Thursday, November 7, 2019

Ernest J. Gaines of Pointe Coupee Parish and the World - weekly column, 11.7.19

Lawrence Hall, HSG
Mhall46184@aol.com
poeticdrivel.blogspot.com

Ernest J. Gaines of Pointe Coupee Parish and the World

Once upon a time and far away (Louisiana) I won a writing award of minimal distinction and, worse, no remuneration.

However, I was privileged (along with some thirty or more other young men and women) to enjoy a pleasant hour or so with Ernest Gaines at the University of Southwestern Louisiana, now the University of Louisiana Lafayette.

Universities, like banks, change their names and their galactic overlords so often that, as a friend says, they should display their names as Velcro banners.

Professor Gaines, natty in his beret, was happy to visit with us, indulge our foolish questions, and give us sage advice, and enjoyed himself immensely.

Born as a sharecropper’s son in the Jim Crow time, young Ernest was not permitted to attend high school in his home parish, and so was sent to live with relatives in California.
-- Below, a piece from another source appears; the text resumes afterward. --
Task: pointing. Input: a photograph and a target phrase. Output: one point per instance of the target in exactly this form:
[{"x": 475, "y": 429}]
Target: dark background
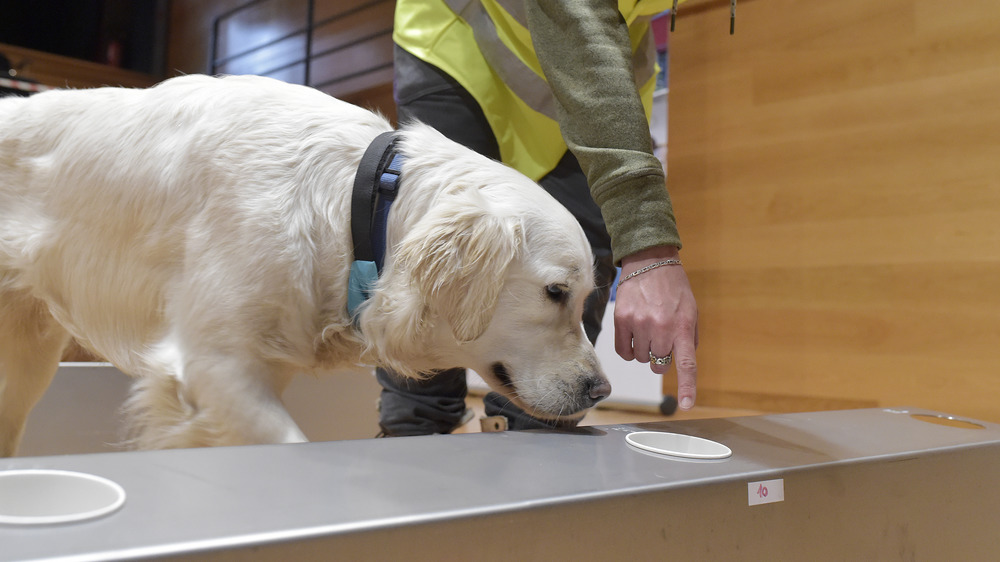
[{"x": 124, "y": 33}]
After high school he did his time in the Army, and then on the G.I. Bill attended San Francisco State and then Stanford University.

He was successful but loved Louisiana and so returned home to teach at the university and to buy some of the land he and his ancestors had worked. He contributed to his community through many gifts of service, and the lad who was not permitted to attend high school (though he was expected to join the Army) became a man whom governors were pleased to visit, metaphorical hat in hand.

Professor Gaines’ books include The Autobiography of Miss Jane Pittman, A Gathering of Old Men, and A Lesson Before Dying, some of which were made into films. The Autobiography of Miss Jane Pittman, with Cicely Tyson, won numerous awards, and the underrated A Gathering of Old Men is equally brilliant.

But what if Dr. Gaines, writer and professor, had never achieved the honors he well earned? What if he were Mr. Gaines, a neat old man who worked at the grocery store? Would he have been the same avuncular, industrious, thoughtful, considerate, Louisiana-loving man rocking a cool beret?

You bet he would. Some dullard with a limited vocabulary wrote that he was an icon, which is the sort of pointless filler language used by people who don’t even know what an icon is. Ernest Gaines was not an icon; he was what he would have been in any circumstances in life: a good man.

Professor Ernest J. Gaines, a child of Pointe Coupee Parish and then its patriarch, died last week. We can’t visit with him now, but we still have his books about good and brave people in hard times.

Come to think of it, he kindly signed a copy of A Gathering of Old Men for the students of Kirbyville High School and sent his good wishes to them. I hope it is not reposing in dust on the library shelf, but instead is now well-worn from many readings.